Outline how services can be scaled based on existing Docker/Gunicorn/Celery configuration and external dependencies.

Code Locations (exact paths)

  • Compose stack: docker-compose.app.yml
  • Backend process model: docker-compose.app.yml (Gunicorn command), backend/Dockerfile
  • Celery worker/beat commands: docker-compose.app.yml
  • Celery settings: backend/igny8_core/settings.py (Celery config)

High-Level Responsibilities

  • Describe horizontal/vertical scaling levers for backend and workers.
  • Note reliance on external Postgres/Redis and shared network.

Detailed Behavior

  • Backend container runs Gunicorn with --workers 4 --timeout 120 (from compose). Scaling options:
    • Increase workers via compose command args.
    • Run additional backend containers on the same igny8_net behind a reverse proxy (proxy not defined here; compose assumes external Caddy/infra stack handles routing).
  • Celery:
    • Worker command celery -A igny8_core worker --loglevel=info --concurrency=4; concurrency can be increased per container or by adding more worker replicas.
    • Beat runs separately to schedule tasks.
    • Broker/backend: Redis from external infra; settings enforce prefetch multiplier 1 and task soft/hard time limits (25/30 min).
  • Frontend/marketing/sites:
    • Served via dev servers in current compose; for production, build static assets (frontend Dockerfile uses Caddy).
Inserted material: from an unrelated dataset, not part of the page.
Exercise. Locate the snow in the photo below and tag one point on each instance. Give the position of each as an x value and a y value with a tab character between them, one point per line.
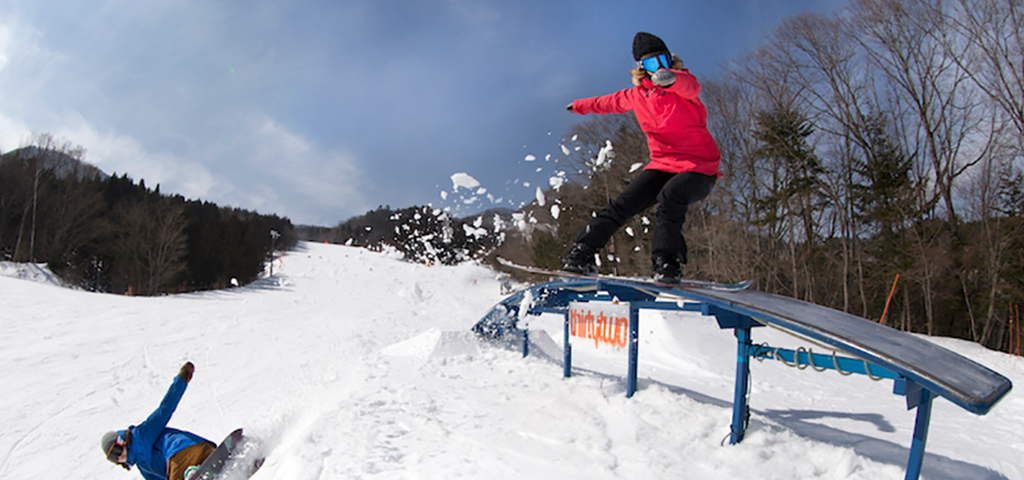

Can scale by running additional containers behind the proxy.
  • Network:
    • igny8_net is external; load balancer (e.g., Caddy/infra) not defined in this repo but must front multiple backend/frontend replicas if added.

Data Structures / Models Involved (no code)

  • None; operational scaling only.

Execution Flow

  • Scaling out: start additional containers with the same images on igny8_net; configure external proxy to round-robin to backend instances.
  • Scaling up: raise Gunicorn worker count or Celery concurrency in compose overrides.

Cross-Module Interactions

  • Celery workload includes automation/AI tasks; ensure Redis/Postgres sized accordingly when increasing concurrency.
  • Request ID and resource tracking middleware remain per-instance; logs aggregate by container.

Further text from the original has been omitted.